Moreover, a new de novo transcriptome assembler, Bridger (version: r2014-12-01), was also used for assembly in our study (Chang et al., 2015). Compared with Trinity, more unigenes (93,451) with longer average length (1131 bp) and N50 length (1835 bp) were obtained by Bridger (Table 1). The sequences of all unigenes assembled by Bridger are shown in Data Sheet 3. Bridger can assemble more full-length reference transcripts, and reducing false positive transcripts in comparison with the state-of-the-art assemblers (Chang et al., 2015). Our results also indicated that Bridger is better than Trinity in transcriptome assembly in non-model plant, and the unigenes with longer average length will be helpful in cloning the full-length of cDNA and functional characterization of the genes. Nevertheless, Trinity is also a good assembler for transcriptome assembly from RNA-seq data without a reference genome (Grabherr et al., 2011; Bankar et al., 2015); the assembled results of Trinity are used for further analysis in this study.
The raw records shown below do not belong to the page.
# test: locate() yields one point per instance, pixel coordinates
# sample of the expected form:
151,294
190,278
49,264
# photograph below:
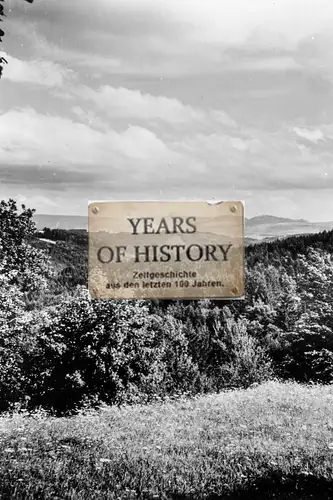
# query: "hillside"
259,228
274,441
To evaluate the quality and coverage of the assembled unigenes, all usable sequencing reads were realigned to the unigenes using SOAPaligner (Li et al., 2008), allowing up to 2 base mismatches. The sequencing depth ranged from 0.025 to 52,968-fold, with an average of 31.96-fold. About 62.17% of the unigenes were realigned by more than 10 reads, 22.87% were supported by more than 100 reads and 5.04% were supported by more than 1000 reads (Data Sheet 1: Figure S2). To assess the extent of transcript coverage provided by unigenes and to evaluate how coverage depth affected unigenes assembly, we plotted the ratio of assembled unigene length to Oryza sativa ortholog length against coverage depth (Data Sheet 1: Figure S3A). Although many of deeply covered P. ternata unigenes failed to cover the complete coding regions of their O. sativa orthologs, our unigenes covered most O. sativa ortholog coding regions. In our study, 2206 unigenes had ratios greater than 1, and 18,913 unigenes had ratios less than 1. Of note, to certain extent, increased coverage depth can result in higher coverage of the coding regions. The percentage of O. sativa ortholog coding sequences covered by all P. ternata unigenes was also measured and 3195 of the orthologs were covered by more than 80% of the unigenes and 2285 of the orthologs were covered by 40–80% of the unigenes. Around 45% of the orthologs were covered by only 20% or less (Data Sheet 1: Figure S3B) indicating that additional sequencing is essential for a more comprehensive coverage of the transcriptome of P. ternata.

Functional annotation

To provide putative annotations of the assembled unigenes, all of the unigenes was subjected to a BLASTN search against the public protein databases (NR, Swiss-Prot, KEGG, COG) with E < 10⁻⁵. The unigenes were also searched against the Arabidopsis TAIR10 peptide database using the BLASTX algorithm with E < 10⁻⁵. Using this approach, ~53.33% of unigenes (47,504) were annotated in the five public databases (Data Sheet 1: Table S3). Among them, 4248 unigenes had significant matches in all five databases, 9753 unigenes annotated uniquely in NR database, 182 unigenes annotated uniquely in Swiss-Prot database, 8 unigenes annotated uniquely in COG database, 46 unigenes annotated uniquely in KEGG database, and there were no unigenes annotated uniquely in TAIR10 database (Data Sheet 1: Figure S4). The annotations of unigenes in all five databases are shown in Data Sheet 4.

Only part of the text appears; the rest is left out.